Perché “The Ventotene Lighthouse”

, di Guido Montani

Perché “The Ventotene Lighthouse”
L’isola di Santo Stefano vista da Ventotene. Il faro di Ventotene è visibile sulla destra. Foto di Nicola Vallinoto rilasciata con licenza CC BY-NC-SA

La pubblicazione di "Ventotene Lighthouse” avviene in un momento di gravi sconvolgimenti internazionali. La pandemia ha creato apprensioni e incertezze esistenziali. Altrettanto hanno fatto le notizie che le grandi potenze continuano la corsa al riarmo atomico e l’incuria con cui molti governi guardano impassibili alla distruzione della natura. L’umanità avrà un futuro? E cosa possiamo fare per invertire la corsa suicida verso l’abisso? “Il faro di Ventotene” si propone di gettare qualche luce su un panorama inquietante al fine di individuare un percorso che ci consenta di dare una risposta a questi interrogativi, per comprendere e per agire.
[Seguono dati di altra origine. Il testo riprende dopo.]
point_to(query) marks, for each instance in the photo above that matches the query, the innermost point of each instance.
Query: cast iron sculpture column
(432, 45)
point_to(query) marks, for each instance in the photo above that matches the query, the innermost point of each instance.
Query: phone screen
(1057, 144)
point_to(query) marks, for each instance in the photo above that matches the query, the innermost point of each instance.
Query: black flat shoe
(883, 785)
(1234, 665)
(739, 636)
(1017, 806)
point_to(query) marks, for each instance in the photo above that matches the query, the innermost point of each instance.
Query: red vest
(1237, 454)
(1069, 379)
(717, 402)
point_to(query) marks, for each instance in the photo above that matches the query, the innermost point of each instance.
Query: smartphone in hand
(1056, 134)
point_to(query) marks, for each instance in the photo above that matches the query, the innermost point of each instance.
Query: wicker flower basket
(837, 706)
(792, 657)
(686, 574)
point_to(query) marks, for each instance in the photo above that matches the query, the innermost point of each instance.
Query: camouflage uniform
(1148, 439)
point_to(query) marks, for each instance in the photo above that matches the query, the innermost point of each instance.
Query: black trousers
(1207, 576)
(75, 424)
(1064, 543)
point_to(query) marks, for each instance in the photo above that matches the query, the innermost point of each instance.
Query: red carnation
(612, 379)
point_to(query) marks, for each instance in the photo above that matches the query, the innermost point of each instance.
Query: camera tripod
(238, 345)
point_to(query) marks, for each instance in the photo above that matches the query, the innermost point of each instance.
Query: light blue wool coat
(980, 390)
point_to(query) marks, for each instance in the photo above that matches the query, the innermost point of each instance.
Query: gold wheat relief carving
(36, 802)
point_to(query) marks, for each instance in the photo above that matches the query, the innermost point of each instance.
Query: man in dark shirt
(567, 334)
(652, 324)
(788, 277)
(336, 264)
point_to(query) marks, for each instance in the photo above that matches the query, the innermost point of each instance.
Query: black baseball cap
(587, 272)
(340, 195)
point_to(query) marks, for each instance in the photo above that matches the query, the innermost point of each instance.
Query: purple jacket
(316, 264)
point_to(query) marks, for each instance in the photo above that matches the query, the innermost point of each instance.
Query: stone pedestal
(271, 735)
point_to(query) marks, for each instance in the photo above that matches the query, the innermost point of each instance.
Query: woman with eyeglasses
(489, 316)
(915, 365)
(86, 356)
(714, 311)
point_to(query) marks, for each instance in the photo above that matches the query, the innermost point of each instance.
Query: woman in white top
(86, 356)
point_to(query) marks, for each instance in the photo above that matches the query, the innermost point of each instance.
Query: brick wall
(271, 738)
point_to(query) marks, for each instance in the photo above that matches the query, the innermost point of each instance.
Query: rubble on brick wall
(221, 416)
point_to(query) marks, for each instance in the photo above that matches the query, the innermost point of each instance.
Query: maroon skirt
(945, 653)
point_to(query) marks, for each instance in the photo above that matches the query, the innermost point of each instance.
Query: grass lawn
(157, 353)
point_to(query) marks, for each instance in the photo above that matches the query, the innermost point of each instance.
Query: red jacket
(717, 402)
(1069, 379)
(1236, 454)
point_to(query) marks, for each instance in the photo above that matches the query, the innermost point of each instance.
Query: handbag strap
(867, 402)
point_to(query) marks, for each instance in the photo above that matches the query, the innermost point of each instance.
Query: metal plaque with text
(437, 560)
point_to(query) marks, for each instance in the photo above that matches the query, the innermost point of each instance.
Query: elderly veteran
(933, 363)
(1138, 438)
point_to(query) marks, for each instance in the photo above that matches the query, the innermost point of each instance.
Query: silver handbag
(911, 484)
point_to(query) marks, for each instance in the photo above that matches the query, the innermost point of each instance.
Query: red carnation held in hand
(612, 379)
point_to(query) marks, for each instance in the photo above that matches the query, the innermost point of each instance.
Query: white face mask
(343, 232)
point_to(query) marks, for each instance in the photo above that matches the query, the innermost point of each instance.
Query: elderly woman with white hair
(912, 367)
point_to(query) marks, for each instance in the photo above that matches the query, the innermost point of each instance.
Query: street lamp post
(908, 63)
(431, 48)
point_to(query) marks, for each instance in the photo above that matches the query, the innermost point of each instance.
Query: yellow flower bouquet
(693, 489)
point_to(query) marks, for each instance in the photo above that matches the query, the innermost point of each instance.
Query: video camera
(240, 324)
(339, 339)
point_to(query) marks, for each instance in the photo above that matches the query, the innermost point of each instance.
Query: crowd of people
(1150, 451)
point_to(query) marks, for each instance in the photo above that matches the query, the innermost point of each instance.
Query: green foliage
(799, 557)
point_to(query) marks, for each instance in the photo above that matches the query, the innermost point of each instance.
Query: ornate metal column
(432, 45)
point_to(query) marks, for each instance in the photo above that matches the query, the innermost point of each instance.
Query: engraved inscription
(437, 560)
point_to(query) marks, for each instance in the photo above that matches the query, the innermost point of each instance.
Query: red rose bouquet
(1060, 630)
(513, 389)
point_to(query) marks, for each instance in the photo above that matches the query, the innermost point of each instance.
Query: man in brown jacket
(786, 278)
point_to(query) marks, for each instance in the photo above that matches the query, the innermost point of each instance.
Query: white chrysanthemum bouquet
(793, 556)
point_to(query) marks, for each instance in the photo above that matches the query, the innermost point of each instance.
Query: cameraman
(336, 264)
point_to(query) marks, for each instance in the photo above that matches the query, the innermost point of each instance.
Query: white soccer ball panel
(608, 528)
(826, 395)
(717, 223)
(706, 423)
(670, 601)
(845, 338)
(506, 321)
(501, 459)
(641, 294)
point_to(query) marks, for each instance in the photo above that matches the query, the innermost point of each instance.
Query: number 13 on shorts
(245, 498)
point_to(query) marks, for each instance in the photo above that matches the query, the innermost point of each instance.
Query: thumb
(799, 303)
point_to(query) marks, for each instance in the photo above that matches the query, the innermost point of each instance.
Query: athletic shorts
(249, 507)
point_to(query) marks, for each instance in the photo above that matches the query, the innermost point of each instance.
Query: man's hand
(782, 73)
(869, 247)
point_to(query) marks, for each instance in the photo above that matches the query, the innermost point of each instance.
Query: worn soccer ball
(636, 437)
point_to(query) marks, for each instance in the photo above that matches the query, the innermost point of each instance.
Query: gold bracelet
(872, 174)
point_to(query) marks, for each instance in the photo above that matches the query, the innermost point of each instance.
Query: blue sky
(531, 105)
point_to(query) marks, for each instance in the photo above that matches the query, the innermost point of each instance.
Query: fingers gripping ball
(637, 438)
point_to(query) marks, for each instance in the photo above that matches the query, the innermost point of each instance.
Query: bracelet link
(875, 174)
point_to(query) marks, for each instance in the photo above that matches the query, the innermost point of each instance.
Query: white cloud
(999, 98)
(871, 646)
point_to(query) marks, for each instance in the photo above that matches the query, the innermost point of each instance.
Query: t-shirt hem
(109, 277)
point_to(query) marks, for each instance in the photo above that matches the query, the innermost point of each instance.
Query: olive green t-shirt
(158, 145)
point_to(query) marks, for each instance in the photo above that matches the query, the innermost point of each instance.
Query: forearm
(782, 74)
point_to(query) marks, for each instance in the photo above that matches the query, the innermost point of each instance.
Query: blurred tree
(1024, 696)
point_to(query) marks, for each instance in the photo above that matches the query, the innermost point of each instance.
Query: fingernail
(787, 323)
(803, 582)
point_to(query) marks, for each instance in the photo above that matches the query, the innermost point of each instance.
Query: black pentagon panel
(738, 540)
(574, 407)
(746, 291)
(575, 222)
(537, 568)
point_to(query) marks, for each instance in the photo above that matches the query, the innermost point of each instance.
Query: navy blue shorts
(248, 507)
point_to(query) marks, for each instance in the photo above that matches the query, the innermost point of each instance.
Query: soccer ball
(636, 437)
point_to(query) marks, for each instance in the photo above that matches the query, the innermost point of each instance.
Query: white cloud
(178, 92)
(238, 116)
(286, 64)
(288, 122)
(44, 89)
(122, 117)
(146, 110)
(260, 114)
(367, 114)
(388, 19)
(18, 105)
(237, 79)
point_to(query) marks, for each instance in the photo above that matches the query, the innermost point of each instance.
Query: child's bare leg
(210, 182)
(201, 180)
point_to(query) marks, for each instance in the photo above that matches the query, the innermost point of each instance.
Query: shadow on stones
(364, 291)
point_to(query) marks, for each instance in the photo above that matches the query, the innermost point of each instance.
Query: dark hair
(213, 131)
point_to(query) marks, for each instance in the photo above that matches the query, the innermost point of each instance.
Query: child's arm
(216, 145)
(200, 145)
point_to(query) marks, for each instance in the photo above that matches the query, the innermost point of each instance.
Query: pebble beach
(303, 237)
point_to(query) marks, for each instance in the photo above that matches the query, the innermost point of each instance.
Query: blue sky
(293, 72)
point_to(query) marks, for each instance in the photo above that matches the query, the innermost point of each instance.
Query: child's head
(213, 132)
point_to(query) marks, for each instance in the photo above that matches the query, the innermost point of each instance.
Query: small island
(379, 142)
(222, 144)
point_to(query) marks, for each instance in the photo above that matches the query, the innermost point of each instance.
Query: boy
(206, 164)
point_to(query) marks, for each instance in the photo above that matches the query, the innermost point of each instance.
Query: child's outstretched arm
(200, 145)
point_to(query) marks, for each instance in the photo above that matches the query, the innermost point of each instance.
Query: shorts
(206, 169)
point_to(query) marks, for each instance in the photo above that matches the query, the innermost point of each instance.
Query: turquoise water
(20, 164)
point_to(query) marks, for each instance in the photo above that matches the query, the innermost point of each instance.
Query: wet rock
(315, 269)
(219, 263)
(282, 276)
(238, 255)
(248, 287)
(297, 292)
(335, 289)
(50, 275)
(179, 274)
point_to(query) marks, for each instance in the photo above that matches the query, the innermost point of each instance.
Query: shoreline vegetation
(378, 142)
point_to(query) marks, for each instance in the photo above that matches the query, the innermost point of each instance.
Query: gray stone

L’elezione europea del 2019 e il piano della Commissione “Next Generation EU” rappresentano una svolta nel processo di unificazione dell’Europa, ma quanto è importante? La costruzione europea è un processo complesso: occorre agire al suo interno, valutando mutamenti istituzionali che non sono netti come, ad esempio, la differenza tra monarchia e repubblica. La questione di quanto “federalismo” sia già incorporato nelle istituzioni europee è controversa. Io penso che si debba avere una concezione dello stato innovativa rispetto alla tradizionale definizione weberiana, che si fonda sul “monopolio della forza fisica legittima’. Gli stati sovranazionali non devono necessariamente seguire percorsi analoghi a quelli che hanno condotto alla formazione degli stati nazionali, né adottare i medesimi metodi di lotta per la costruzione di poteri sovranazionali.

Su queste questioni, la storia dell’integrazione europea offre insegnamenti preziosi. Le istituzioni sovranazionali dell’UE riescono a produrre beni pubblici europei, come il mercato interno, la moneta europea e (speriamo) un bilancio federale e una difesa europea – o, se si preferisce, istituzioni che forniscono beni pubblici ai cittadini europei. È la capacità di fornire beni pubblici il criterio corretto per valutare l’esistenza di uno stato sovranazionale. L’UE ha istituzioni federali (dunque statuali) anche sotto l’aspetto democratico, perché la codecisione legislativa tra Parlamento europeo e Consiglio, seppure oggi sbilanciata a favore del Consiglio, prefigura un modello di democrazia federale, entro il quale la Commissione europea può svolgere il ruolo di governo dell’Unione.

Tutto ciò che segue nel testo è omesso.